ここからは本峰に向けていよいよ核心部に突入です。







この先はさすがに危ないのでカメラをザックにしまい、ここからはiPhoneのカメラで撮影することにしました。




時間帯が良かったのか下山ルートも別れてるのでほとんど渋滞知らずで鎖場も落ち着いて歩けた。
しかし、鎖を登ったり下りたりと緊張感がずっと続く。







平蔵の頭。




登りの核心部のカニのたてばいが見えてきた。




前に登山者が1~2名いるだけなので焦ることもなく落ち着いて登れましたが、たてばいは多少腕力がいるので女性は緊張するかも。
けど、鎖とステップがしっかり付いてるので落ち着いて登っていけば大丈夫だと思う。
渋滞して途中の岩にしがみついたまま待つことになったらきついかもね~







平蔵の頭方面を振り返る。
改めて見るとなんてとこを歩いてきたんだか・・・




僕はクライミングはしないので普段こんなに長い時間岩と向かい合うことはないので
とにかく目の前の岩場を一つ一つ確実に手足をしっかり確実にホールドすることに必死でした。
でも、心の中ではあの劔の岩を登ってるんだという感動がずっとあった。
映画「劔岳 点の記」を見て以来5年、やっとここにこれたという感動が大きかった。




そして11時とうとう劔岳の山頂に登頂。




感無量。

山頂からは多少雲は出てきてたけど景色は最高。
遠く槍ヶ岳穂高や笠も見える。




立山連邦も。




八ッ峰と後立山




源次郎尾根方面。




山頂には45分くらいいたかな?
軽く昼寝もして感慨深い時間を過ごせた。

休憩してたら腰の曲がったお婆さんが登ってきて、「もう一度北方稜線を眺めるために
登ってきた。
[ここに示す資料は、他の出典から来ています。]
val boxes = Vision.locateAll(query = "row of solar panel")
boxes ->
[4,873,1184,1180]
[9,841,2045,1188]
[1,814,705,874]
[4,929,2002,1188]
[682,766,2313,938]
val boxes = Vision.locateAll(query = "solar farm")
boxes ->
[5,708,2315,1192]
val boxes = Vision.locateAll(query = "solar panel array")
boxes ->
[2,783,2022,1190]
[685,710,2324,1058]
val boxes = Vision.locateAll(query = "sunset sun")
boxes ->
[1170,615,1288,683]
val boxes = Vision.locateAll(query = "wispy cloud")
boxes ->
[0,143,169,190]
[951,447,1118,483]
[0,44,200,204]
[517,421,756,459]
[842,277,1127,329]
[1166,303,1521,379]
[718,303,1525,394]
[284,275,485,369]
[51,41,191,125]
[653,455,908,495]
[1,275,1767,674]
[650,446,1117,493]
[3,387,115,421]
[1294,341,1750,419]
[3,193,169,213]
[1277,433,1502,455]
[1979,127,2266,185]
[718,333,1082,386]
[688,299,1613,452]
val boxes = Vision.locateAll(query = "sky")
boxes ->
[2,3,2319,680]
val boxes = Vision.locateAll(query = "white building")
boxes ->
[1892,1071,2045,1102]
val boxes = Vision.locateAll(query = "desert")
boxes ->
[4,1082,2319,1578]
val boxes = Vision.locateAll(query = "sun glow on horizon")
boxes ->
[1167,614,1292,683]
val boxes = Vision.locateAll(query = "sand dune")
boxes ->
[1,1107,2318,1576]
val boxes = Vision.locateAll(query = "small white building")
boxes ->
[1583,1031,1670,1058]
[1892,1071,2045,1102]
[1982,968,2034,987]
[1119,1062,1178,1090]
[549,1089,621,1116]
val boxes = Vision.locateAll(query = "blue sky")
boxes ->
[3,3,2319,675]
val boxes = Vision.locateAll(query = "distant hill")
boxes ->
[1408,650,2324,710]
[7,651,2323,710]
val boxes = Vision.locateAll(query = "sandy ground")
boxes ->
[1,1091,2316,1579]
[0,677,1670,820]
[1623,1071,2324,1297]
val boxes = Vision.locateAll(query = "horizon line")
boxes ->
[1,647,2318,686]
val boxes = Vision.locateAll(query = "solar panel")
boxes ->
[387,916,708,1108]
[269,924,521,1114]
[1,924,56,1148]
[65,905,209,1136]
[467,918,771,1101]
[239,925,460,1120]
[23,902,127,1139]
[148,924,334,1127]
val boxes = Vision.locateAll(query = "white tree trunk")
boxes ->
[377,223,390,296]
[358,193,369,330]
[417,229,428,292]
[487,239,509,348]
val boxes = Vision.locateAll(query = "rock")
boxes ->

」と言っていた。
過去に2度北方稜線を歩いたことがあるけど、足の骨を2本骨折して以来久々に劔に登りそして「今日で劔を卒業する」とおっしゃってた。
よほど劔に思い入れがあるらしく他の登山者と劔について語り合ってて凄く印象に残った。
そこまで人を魅了する劔岳
いつか自分もそういう山に出会えたら良いなと。

山頂からはちょうど東京から来られた若い方と仲良くなり話しながら下りました。
ちょうど同じタイミングでテン場に着きテントもお向かいだったので下りてからも少し
話が出来て良い時間を過ごせました。

その後彼から写真が送られて来ました。
カニのよこばいを通過中。
M君ありがとう~!







そうして無事に下山して劔に乾杯!




この日のビールは特に美味かった!
ずっと岩に座って何をするわけでもなく長い時間劔岳を眺めてた。
至福の時でしたね。

そうやって過ごして18時過ぎそろそろ寝るかと重い腰を上げると、ポツリポツリとうとう雨が落ちてきた。
なんというタイミング、ある意味ここまでは出来すぎです。
次の日からの残りの日々はどうなるかわからないけど、この日の夜は幸せな気分でテントに戻り寝袋に潜り込んだ。

それではテントの中からさようならお休みなさい。